Fonds de tiroir

Amnesty International rappelle qu'un pays sur dix dans le monde procède encore à des exécutions capitales légales  et plusieurs pays qui y avaient renoncé, tout en continuant de le prévoir dans leurs lois, s'y sont remis en 2012 : l'Inde, le Japon, le Pakistan, par exemple. En 2012, sur les 193 Etats membres de l'ONU, 21 continuaient d'exécuter légalement, et, sans compter la Chine (qui exécute à elle seule plus que tous les autres Etats, mais ne fournit aucun chiffre), on a dénombré 682 exécutions officiellement reconnues (sans compter les exécutions «extrajudiciaires», commises par la police, l'armée, des milices gouvernementales ou des services spéciaux), soit deux de plus eu'en 2011. Au Proche et Moyen-Orient, où ont lieu les trois quarts des exécutions légales (Chine non comprise) 99 % de celles-ci ont été commises en Irak (129 exécutions en 2012, deux fois plus qu'en 2011), en Iran (314) et en Arabie Saoudite (79) (aucun chiffre n'est disponible pour la Syrie et l'Egypte). Fin 2012, près de 24'000 personnes étaient sous le coup d'une sentence de mort dans le monde, dont 1722 condamnées en 2012 dans 58 pays. Dont 77 aux USA, 86 au Vietnam91 en Egypte, 106 en Thaïlande, 153 en Algérie, 199 au Soudan, 242 au Pakistan. 140 Etats sont abolitionnistes en droit ou en pratique, 58 conservent la peine de mort dans leur législation de droit commun. Et dans tous les pays qui l'ont abolie, des nostalgiques veulent la rétablir. Bref, y'a encore quelques pas à faire sur le chemin de la civilisation...

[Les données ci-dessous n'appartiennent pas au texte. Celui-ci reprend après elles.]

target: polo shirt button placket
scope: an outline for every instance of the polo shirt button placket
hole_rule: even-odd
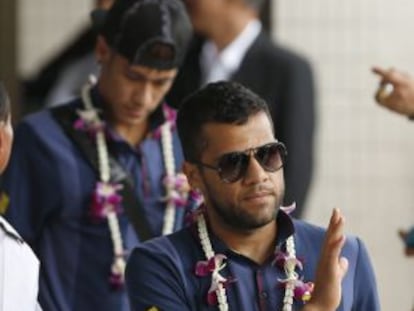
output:
[[[260,293],[260,298],[263,299],[263,300],[267,300],[269,298],[269,295],[267,294],[266,291],[262,291]]]

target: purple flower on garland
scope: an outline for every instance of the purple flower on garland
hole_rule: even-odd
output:
[[[225,255],[217,254],[209,260],[198,261],[195,267],[196,276],[203,277],[211,275],[211,285],[207,293],[207,303],[211,306],[217,304],[216,290],[219,285],[221,284],[227,287],[229,283],[234,282],[233,278],[225,278],[219,273],[226,266],[224,263],[226,259],[227,257]]]
[[[105,123],[100,120],[97,110],[77,110],[79,118],[73,124],[74,129],[81,130],[95,136],[97,132],[105,127]]]
[[[213,273],[216,269],[224,268],[223,261],[227,259],[225,255],[217,254],[209,260],[200,260],[195,267],[196,276],[207,276]]]
[[[91,218],[95,221],[106,219],[108,212],[114,211],[119,214],[122,212],[122,196],[118,193],[122,189],[121,184],[97,182],[92,194],[92,204],[90,207]]]
[[[289,269],[294,269],[295,267],[297,267],[299,270],[303,270],[303,264],[299,259],[297,259],[296,257],[291,257],[287,253],[282,252],[280,250],[275,252],[275,258],[272,264],[284,269],[285,271]],[[312,291],[314,287],[314,284],[312,282],[305,283],[300,279],[283,279],[279,280],[279,282],[281,285],[285,287],[288,283],[293,282],[293,295],[294,298],[297,300],[307,302],[312,296]]]
[[[293,202],[292,204],[288,206],[281,206],[280,209],[289,215],[296,209],[296,202]]]
[[[313,282],[303,282],[302,280],[289,280],[283,279],[279,280],[279,284],[283,287],[286,287],[288,283],[293,282],[293,297],[296,300],[302,301],[303,303],[308,302],[312,297]]]
[[[187,177],[183,173],[177,173],[174,176],[165,176],[163,183],[166,187],[173,187],[178,191],[185,193],[187,193],[190,188]]]
[[[162,182],[167,189],[167,195],[161,199],[162,201],[172,202],[176,207],[186,207],[189,200],[196,199],[196,194],[191,194],[187,177],[183,173],[165,176]]]
[[[312,297],[313,287],[313,282],[304,283],[301,280],[296,280],[295,289],[293,290],[295,299],[301,300],[302,302],[309,301]]]
[[[123,289],[125,284],[123,274],[119,272],[114,273],[111,271],[111,274],[109,276],[109,284],[113,290],[118,291]]]
[[[191,197],[192,192],[194,192],[193,199]],[[189,206],[187,213],[185,215],[184,224],[186,226],[190,226],[196,223],[199,215],[205,213],[206,210],[206,206],[203,203],[203,197],[198,191],[191,190],[189,193],[189,198],[189,204],[191,204],[191,206]]]
[[[175,120],[177,119],[177,112],[166,104],[162,106],[162,109],[163,109],[165,121],[171,124],[171,131],[173,131],[175,129]],[[154,137],[155,139],[161,138],[161,126],[162,125],[157,127],[152,132],[152,137]]]
[[[197,209],[201,209],[201,207],[204,206],[203,205],[204,204],[203,195],[198,190],[191,189],[188,192],[188,200],[187,201],[188,201],[187,202],[188,208],[191,211],[195,211]],[[194,222],[195,222],[195,219],[194,219],[193,223]]]
[[[293,265],[294,267],[298,267],[300,270],[303,270],[302,262],[296,257],[290,257],[287,253],[280,250],[276,251],[274,256],[275,258],[272,261],[273,265],[283,269],[286,269],[288,265]]]
[[[114,258],[109,275],[109,284],[113,290],[123,289],[125,284],[125,251]]]

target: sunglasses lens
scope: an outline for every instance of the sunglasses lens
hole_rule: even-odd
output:
[[[269,144],[257,149],[255,157],[266,171],[275,172],[285,162],[286,148],[281,143]]]
[[[234,152],[224,155],[219,161],[220,177],[227,183],[238,180],[244,173],[249,162],[248,155]]]
[[[271,143],[255,150],[255,158],[262,168],[268,172],[275,172],[283,167],[287,151],[282,143]],[[246,152],[232,152],[223,155],[218,163],[220,178],[226,183],[239,180],[249,166],[250,154]]]

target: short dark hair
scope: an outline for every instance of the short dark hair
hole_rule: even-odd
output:
[[[200,160],[207,145],[202,137],[206,123],[243,125],[249,117],[259,112],[273,122],[267,103],[259,95],[237,82],[215,82],[184,99],[177,116],[178,135],[188,162]]]
[[[10,112],[10,98],[6,88],[0,81],[0,121],[7,121],[10,117]]]

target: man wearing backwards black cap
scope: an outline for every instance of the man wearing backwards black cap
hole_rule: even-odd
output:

Alors que l'Europe, obsédée par l'immigration en provenance du sud, ne cesse de renforcer ses barricades et ses dispositifs de filtrage, des centaines de milliers d'Européens quittent chaque année l'Europe pour tenter de faire le voyage inverse de la plèbe périphérique. Les bureaux des représentations angolaises, mozambicaines, brésiliennes au Portugal ploient sous la charge des Portugais désireux d'émigrer (plus de 100'000 Portugais se sont installés en trois ans en Angola, où ils sont désormais aussi nombreux que lorsque l'Angola était colonie portugaise...), en Espagne ce sont les représentations des pays d'Amérique latine qui sont assaillies, et de nombreux jeunes cadres français regardent l'Afrique avec les mêmes yeux que des centaines de milliers de jeunes Africains regardent l'Europe. Et du coup, la xénophobie d'Etat et la chasses aux immigrants illégaux se font des deux côtés de la Méditerranée et de l'Atlantique : les garde-côtes algériens renvoient en Espagne des Espagnols voulant se faire embaucher en Algérie, et les service de l'immigration angolais expulsent des Portugais en situation irrégulière. Quant à nous, ici, pendant que Maudet entasse des « sans-papiers » à Champ-Dollon, on attend avec impatience la première fournée d'immigrants clandestins suisses expulsés de France Et la création en Haute-Savoie d'un parti politique anti-frontaliers genevois. La Schadenfreude, ça s'appellera, notre ricanement...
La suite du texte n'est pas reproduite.